A divina comédia humana: a transição política em Fortaleza
"Assim como na canção de Belchior, a transição na Prefeitura de Fortaleza e a crise política no Ceará evocam um misto de drama, ironia e oportunidades"
“Quando você entrou em mim como um sol no quintal”
A eleição municipal de Fortaleza em 2024 foi marcada por um embate decisivo: de um lado o desconhecido Evandro Leitão (PT), representando uma ampla coalizão democrática, e, do outro, André Fernandes (PL), símbolo da barbárie política e do avanço do fascismo. A disputa se tornou um marco na luta pela preservação dos valores democráticos e contra o retrocesso político e social.
O resultado foi a vitória de Evandro, consolidando um campo democrático que reuniu diversas forças políticas e sociais para enfrentar o radicalismo de Fernandes, conhecido por sua verborragia incendiária e por representar uma ameaça ao tecido institucional. A eleição, contudo, foi apenas o início de um cenário de desafios, pois a transição revelou-se tão disputada quanto a própria campanha.
Com a vitória do campo progressista, a vice de Evandro, Gabriella Aguiar (PSD), assumiu a coordenação de transição que deveria ser marcada por algum nível de cooperação, mas que rapidamente se transformou em uma arena de embates administrativos e políticos. Gabriella destacou a dificuldade de obter informações claras da gestão de José Sarto (PDT), essencial para planejar os primeiros 100 dias de governo.
Enquanto Sarto nega qualquer falta de transparência, alegando que todas as solicitações da equipe de transição foram registradas e respondidas conforme os prazos estabelecidos, o Ministério Público do Ceará (MPCE) precisou intervir, solicitando esclarecimentos sobre os entraves relatados pela equipe de Evandro.

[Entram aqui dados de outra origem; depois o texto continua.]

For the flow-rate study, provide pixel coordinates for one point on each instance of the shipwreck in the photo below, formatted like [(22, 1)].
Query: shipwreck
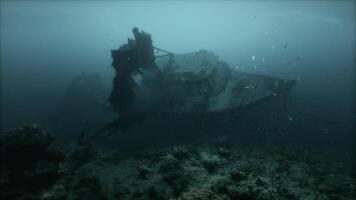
[(193, 92)]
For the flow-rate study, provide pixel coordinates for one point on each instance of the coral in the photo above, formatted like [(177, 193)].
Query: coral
[(210, 162), (169, 164)]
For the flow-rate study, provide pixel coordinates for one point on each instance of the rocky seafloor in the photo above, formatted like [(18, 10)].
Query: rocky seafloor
[(32, 167)]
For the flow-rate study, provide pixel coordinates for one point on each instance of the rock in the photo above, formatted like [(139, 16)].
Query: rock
[(22, 146), (28, 161), (224, 153), (237, 175), (210, 162), (200, 82)]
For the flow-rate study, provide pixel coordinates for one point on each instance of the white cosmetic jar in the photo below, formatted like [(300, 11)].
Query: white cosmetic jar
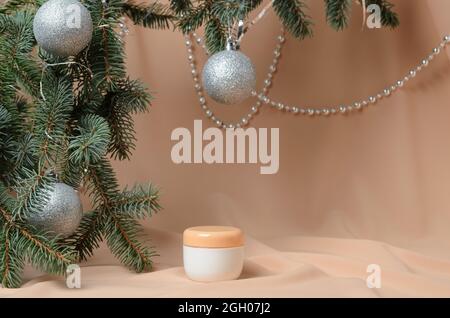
[(213, 253)]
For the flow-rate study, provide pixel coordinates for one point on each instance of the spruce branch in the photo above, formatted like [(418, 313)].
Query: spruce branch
[(11, 263), (88, 235), (293, 17), (138, 202), (388, 17), (121, 234), (338, 12), (155, 15), (180, 6), (91, 144)]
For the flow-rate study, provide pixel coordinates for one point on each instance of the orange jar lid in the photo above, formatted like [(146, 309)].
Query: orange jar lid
[(213, 236)]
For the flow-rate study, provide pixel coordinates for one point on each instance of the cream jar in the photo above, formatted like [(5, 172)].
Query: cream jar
[(213, 253)]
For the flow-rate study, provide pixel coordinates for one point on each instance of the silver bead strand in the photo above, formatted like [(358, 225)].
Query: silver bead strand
[(360, 105)]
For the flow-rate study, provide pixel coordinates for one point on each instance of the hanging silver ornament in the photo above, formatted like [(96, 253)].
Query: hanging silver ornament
[(62, 214), (63, 27), (229, 76)]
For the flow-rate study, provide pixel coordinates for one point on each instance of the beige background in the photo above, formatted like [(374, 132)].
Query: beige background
[(351, 191), (382, 174)]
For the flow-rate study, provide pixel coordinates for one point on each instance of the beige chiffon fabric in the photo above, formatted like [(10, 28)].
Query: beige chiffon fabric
[(370, 188)]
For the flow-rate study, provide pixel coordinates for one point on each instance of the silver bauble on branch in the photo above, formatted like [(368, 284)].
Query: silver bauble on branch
[(62, 214), (229, 77), (63, 27)]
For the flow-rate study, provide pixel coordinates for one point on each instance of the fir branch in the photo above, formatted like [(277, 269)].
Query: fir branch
[(228, 11), (11, 263), (388, 17), (26, 245), (195, 17), (33, 192), (17, 41), (293, 17), (51, 117), (338, 12), (92, 141), (105, 53), (180, 6), (121, 235), (88, 235), (139, 202), (216, 36), (155, 15), (119, 104), (12, 6)]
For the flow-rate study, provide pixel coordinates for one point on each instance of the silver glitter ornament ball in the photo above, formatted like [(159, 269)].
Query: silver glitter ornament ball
[(62, 214), (229, 77), (63, 27)]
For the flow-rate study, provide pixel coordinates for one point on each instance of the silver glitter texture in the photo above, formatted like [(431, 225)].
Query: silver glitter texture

A transição tem mostrado que a batalha pela governabilidade não terminou com as urnas. Ao contrário, a resistência do campo fascista e a própria dinâmica interna entre aliados da democracia continuaram a influenciar o cenário político, mantendo acesa a tensão entre as forças em disputa.
"O amor é uma coisa mais profunda que um encontro casual"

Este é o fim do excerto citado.